To centralise or not to centralise

There seems to be a simultaneous movement toward both centralising services and decentralising services.

Web apps like Gmail, Flickr and del.icio.us, ever more popular, are inherently centralised: everyone’s email and access to that email is kept on one network. In a similar vein, the rise of things like REST and the Google/Yahoo APIs mean that we’re relying on centralised ‘web services’ for our data.

Centralisation makes it easier for the centralised web service to provide statistics on everyone’s data. If the service provides an API, it makes it easier for anyone to get access to said statistics, which has some extremely expansive possibilities.

On the flip side we have microformats. The microformat principle is to make it easy to publish data, but do so in a standard way. In an ideal, microformat-filled world, anyone wanting to aggregate everyone’s data can just build a crawler and parser.

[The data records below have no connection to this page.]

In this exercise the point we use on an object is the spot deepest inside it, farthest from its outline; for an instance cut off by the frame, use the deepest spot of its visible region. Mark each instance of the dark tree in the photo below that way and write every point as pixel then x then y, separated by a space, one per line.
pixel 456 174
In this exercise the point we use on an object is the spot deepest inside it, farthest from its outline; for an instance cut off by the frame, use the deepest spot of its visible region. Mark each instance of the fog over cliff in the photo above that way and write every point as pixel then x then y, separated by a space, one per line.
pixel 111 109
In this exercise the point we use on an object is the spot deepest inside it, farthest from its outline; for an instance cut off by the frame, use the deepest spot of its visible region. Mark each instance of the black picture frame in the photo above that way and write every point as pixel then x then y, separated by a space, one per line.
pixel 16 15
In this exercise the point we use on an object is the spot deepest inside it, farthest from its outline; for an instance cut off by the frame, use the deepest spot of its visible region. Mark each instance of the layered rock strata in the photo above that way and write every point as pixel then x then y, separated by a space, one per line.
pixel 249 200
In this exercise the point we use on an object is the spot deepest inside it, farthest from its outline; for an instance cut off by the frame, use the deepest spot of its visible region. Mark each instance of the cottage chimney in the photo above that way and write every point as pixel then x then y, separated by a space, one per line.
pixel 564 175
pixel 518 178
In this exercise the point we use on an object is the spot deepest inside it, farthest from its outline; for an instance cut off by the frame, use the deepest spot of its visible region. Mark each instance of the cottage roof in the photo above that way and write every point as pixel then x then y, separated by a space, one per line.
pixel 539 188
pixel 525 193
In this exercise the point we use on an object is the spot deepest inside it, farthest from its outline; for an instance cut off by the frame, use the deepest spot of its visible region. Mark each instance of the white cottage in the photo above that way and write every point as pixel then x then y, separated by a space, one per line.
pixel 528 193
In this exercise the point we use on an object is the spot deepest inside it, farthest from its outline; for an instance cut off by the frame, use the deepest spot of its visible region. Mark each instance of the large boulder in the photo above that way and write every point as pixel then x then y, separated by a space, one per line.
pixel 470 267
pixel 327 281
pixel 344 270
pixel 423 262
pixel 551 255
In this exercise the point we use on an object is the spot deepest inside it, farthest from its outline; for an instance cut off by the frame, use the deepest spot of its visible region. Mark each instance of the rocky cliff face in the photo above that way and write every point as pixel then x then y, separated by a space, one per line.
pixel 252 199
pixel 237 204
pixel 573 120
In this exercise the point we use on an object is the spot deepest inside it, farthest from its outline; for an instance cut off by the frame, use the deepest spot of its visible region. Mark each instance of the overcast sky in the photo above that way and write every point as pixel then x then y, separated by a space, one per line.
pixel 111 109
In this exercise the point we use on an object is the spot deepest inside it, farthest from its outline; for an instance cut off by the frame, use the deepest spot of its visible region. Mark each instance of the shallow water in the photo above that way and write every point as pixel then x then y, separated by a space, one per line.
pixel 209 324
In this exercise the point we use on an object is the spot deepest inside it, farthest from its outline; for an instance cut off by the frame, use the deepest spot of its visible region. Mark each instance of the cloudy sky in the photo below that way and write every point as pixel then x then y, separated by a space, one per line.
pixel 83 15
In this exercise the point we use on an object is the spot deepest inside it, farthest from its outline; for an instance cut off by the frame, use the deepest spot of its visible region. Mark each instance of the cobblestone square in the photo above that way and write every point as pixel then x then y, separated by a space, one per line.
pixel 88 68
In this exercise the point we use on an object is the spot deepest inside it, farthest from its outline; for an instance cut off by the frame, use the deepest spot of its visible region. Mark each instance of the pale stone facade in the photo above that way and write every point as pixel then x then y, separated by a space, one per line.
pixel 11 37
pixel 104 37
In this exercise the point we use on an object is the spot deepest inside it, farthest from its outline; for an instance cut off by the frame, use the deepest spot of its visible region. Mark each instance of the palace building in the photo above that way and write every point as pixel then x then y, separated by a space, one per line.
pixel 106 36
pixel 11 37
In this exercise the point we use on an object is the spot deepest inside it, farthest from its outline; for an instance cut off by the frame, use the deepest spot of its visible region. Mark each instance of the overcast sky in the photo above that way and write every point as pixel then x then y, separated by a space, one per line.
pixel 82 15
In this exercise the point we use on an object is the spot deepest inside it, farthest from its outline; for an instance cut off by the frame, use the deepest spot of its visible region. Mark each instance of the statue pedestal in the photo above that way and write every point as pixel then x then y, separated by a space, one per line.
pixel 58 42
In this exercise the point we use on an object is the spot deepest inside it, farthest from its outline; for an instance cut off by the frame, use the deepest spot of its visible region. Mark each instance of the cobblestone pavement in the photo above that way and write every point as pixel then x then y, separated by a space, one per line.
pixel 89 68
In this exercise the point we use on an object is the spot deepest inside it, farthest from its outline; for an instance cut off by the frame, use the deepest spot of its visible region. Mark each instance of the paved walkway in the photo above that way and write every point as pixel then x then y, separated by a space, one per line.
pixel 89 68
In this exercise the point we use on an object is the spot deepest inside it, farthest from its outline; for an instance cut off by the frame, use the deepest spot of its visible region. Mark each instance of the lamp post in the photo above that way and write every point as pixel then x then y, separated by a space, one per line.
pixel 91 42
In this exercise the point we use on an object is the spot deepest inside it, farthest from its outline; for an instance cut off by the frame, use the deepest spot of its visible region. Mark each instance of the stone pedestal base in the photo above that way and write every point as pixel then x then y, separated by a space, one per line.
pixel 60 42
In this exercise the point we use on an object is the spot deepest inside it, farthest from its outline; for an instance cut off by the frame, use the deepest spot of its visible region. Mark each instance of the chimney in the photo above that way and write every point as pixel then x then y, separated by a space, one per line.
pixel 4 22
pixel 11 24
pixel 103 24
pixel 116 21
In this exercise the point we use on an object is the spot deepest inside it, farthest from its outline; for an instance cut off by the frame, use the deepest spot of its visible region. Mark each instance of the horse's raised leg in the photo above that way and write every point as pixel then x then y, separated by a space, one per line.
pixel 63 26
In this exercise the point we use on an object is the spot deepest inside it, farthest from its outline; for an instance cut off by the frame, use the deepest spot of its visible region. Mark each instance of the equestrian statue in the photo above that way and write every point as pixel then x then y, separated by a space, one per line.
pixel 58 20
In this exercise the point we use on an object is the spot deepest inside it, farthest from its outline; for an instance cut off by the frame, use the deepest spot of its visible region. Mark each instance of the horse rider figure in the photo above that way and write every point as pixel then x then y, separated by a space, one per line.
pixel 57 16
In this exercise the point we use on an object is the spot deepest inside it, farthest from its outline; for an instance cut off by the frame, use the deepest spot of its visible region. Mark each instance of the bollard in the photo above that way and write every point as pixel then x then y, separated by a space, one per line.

Compare that to querying one centralised service’s API, and you have the essential difference between centralisation and decentralisation.

Initially, it seems that the microformat guys have got things the wrong way round. Querying one service is a lot easier than writing a crawler. The justification for the decentralised model is that there are a lot of people writing content less people writing parsers. Thus they’ve made microformats easier to write than to parse.

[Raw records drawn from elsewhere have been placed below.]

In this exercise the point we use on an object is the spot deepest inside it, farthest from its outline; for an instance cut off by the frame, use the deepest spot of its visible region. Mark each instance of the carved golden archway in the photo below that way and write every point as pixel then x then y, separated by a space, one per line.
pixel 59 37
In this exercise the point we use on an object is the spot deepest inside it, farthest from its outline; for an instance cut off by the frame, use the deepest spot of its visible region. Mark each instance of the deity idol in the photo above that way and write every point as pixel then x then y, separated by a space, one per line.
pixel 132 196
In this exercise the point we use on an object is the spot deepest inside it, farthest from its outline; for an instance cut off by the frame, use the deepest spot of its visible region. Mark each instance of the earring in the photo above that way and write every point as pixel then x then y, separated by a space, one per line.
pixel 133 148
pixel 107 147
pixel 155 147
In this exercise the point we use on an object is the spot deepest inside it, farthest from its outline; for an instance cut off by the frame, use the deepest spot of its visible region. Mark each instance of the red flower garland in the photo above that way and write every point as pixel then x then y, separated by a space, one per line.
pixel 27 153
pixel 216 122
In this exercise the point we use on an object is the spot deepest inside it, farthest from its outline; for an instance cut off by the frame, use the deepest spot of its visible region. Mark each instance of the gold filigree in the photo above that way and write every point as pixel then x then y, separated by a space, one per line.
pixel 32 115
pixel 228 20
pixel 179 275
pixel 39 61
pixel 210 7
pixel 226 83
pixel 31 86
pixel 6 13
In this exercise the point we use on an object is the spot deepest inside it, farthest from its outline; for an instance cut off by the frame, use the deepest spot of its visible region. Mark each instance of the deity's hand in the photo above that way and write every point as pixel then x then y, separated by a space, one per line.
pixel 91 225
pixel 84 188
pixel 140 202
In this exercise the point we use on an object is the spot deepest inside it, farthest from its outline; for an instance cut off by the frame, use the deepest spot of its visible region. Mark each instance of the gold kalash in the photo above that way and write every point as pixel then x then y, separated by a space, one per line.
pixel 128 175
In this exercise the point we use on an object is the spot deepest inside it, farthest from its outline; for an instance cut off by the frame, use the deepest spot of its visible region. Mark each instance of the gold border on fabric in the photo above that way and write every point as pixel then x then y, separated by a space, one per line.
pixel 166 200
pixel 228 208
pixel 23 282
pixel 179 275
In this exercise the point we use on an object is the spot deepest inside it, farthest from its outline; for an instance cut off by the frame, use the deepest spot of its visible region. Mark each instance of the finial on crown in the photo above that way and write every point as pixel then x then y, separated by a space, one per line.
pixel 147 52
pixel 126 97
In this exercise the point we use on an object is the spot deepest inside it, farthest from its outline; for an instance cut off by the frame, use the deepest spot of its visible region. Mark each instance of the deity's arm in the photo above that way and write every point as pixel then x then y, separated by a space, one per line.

However, they’ve missed something here. Even though only a minority of people are writing parsers, the reading audience is generally much larger than the producers. Therefore we should make it as easy as possible for people to get access to as much data as possible. Centralised websites like Odeo do this: put the content in one place, then it’s easier for people to get at it.

But then the web wasn’t built that way. Imagine if all the web’s content was centralised into one giant index. Creating a new page wouldn’t be as easy as write-upload, it would be write-inform the index-wait-wait a bit longer-upload. Hmm. I don’t think so. The model the web has followed is a decentralised network. To find anything, you use a crawler. We could use this model for podcasts as well: write a microformat for saying ‘this is a podcast’, then Google writes a ‘Podcast search’ and that becomes everyone’s front door.

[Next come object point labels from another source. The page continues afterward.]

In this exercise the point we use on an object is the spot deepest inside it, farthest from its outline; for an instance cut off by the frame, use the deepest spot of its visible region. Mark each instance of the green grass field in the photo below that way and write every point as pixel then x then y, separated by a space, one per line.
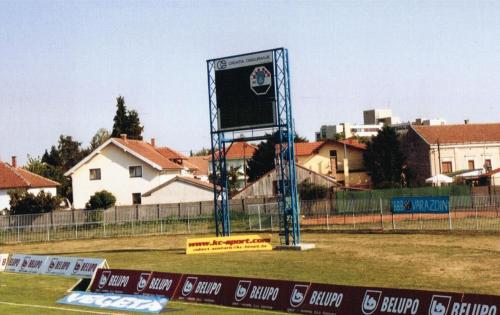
pixel 447 262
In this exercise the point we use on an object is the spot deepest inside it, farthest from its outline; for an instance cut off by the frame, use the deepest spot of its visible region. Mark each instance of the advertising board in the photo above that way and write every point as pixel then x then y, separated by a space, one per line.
pixel 425 204
pixel 202 289
pixel 120 302
pixel 208 245
pixel 21 263
pixel 299 297
pixel 245 91
pixel 135 282
pixel 54 265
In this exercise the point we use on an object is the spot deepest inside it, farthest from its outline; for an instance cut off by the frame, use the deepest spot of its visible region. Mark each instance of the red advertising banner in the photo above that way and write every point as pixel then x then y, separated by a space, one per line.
pixel 133 282
pixel 202 289
pixel 293 297
pixel 263 294
pixel 120 281
pixel 163 283
pixel 324 299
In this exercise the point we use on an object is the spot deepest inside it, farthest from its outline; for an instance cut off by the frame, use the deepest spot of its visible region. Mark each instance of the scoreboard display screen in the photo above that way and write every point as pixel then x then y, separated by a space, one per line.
pixel 245 91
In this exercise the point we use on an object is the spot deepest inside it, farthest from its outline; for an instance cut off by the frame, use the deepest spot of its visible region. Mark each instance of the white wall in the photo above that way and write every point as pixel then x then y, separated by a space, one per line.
pixel 114 164
pixel 51 190
pixel 178 192
pixel 4 199
pixel 459 155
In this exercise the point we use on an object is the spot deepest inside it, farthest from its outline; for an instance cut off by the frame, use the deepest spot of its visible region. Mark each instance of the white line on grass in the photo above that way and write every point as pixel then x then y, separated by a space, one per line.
pixel 59 308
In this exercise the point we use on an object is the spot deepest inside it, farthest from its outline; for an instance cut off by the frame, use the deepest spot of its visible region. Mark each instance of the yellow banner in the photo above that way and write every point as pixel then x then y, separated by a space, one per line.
pixel 225 244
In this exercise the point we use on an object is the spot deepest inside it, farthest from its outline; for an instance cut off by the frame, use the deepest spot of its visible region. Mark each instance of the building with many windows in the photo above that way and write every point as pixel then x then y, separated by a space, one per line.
pixel 450 149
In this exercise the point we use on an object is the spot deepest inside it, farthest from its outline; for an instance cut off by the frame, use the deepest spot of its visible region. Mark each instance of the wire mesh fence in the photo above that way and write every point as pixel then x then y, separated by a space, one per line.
pixel 467 213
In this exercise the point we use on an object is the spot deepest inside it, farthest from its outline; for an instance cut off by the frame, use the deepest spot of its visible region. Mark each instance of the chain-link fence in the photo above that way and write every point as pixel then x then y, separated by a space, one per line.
pixel 472 213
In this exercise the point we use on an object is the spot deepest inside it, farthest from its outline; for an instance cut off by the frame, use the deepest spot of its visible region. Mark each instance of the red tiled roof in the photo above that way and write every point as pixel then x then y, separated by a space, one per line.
pixel 201 162
pixel 310 148
pixel 353 143
pixel 179 157
pixel 466 133
pixel 170 154
pixel 307 148
pixel 149 152
pixel 240 150
pixel 13 177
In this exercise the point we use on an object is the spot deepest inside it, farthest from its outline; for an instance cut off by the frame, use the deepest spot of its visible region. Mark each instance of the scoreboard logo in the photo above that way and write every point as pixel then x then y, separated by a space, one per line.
pixel 260 80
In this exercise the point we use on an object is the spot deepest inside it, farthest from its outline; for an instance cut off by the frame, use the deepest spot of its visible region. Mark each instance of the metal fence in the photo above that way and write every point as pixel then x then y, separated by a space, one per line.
pixel 467 213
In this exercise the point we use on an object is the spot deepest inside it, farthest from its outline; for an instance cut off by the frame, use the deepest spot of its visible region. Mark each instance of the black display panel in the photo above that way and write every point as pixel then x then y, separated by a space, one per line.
pixel 245 91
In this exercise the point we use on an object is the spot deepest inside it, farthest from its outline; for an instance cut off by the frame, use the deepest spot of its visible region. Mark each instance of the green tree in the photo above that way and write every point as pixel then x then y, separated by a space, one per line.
pixel 233 174
pixel 70 152
pixel 262 160
pixel 101 136
pixel 101 200
pixel 23 202
pixel 126 122
pixel 384 160
pixel 55 163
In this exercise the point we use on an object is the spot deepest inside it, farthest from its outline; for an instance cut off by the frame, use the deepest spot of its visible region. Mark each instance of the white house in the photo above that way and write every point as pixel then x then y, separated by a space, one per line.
pixel 12 177
pixel 237 156
pixel 180 189
pixel 128 169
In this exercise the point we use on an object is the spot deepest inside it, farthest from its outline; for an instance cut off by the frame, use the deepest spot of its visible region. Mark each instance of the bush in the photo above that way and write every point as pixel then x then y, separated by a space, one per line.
pixel 101 200
pixel 310 191
pixel 23 202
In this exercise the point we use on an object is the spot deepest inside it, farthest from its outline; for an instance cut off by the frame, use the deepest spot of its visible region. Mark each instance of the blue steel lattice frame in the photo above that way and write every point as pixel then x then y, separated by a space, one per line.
pixel 287 186
pixel 219 171
pixel 285 157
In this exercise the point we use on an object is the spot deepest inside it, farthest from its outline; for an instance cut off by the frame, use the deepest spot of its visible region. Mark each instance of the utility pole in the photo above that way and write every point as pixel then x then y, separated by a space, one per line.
pixel 439 157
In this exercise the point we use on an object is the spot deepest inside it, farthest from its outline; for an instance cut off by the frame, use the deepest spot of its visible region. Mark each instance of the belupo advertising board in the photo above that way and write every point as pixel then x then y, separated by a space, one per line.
pixel 54 265
pixel 293 297
pixel 202 289
pixel 316 298
pixel 134 282
pixel 21 263
pixel 264 294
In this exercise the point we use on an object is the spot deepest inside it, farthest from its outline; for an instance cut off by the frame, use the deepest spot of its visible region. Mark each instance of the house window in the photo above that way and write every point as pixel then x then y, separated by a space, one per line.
pixel 95 174
pixel 470 163
pixel 136 198
pixel 275 188
pixel 446 167
pixel 135 171
pixel 487 165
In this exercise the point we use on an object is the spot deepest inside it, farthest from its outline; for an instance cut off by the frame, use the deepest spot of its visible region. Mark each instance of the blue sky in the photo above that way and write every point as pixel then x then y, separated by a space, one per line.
pixel 63 63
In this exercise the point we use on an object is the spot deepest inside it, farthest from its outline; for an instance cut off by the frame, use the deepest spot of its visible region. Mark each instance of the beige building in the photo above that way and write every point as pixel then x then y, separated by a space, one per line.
pixel 13 177
pixel 446 149
pixel 342 160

I mentioned in the last paragraph that centralising all content in an index makes it slower and more difficult to publish. This isn’t necessarily true: Flickr thrives because it’s easier to upload your photos to Flickr than it is to set up your own website and publish them there. It’s just the fact that the web wasn’t designed for sharing photos, so you’d need to write software if you wanted to share photos on your site. Flickr happens to be a very good system already in place.

So, it seems that centralisation and decentralisation both have their advantages. It seems that for sharing bookmarks and photos, a centralised system is generally easier and more natural. For just generic informational content, the decentralised system that is the web is the way forward.

Let me just finish by mentioning that I avoided using blogging as an example thus far because it’s an interesting case-in-point. Blogging has traditionally been available in two flavours, centralised systems like blogger (and now wordpress.com), or decentralised software like Movable Type and, of course, WordPress. Who knows where this will end up?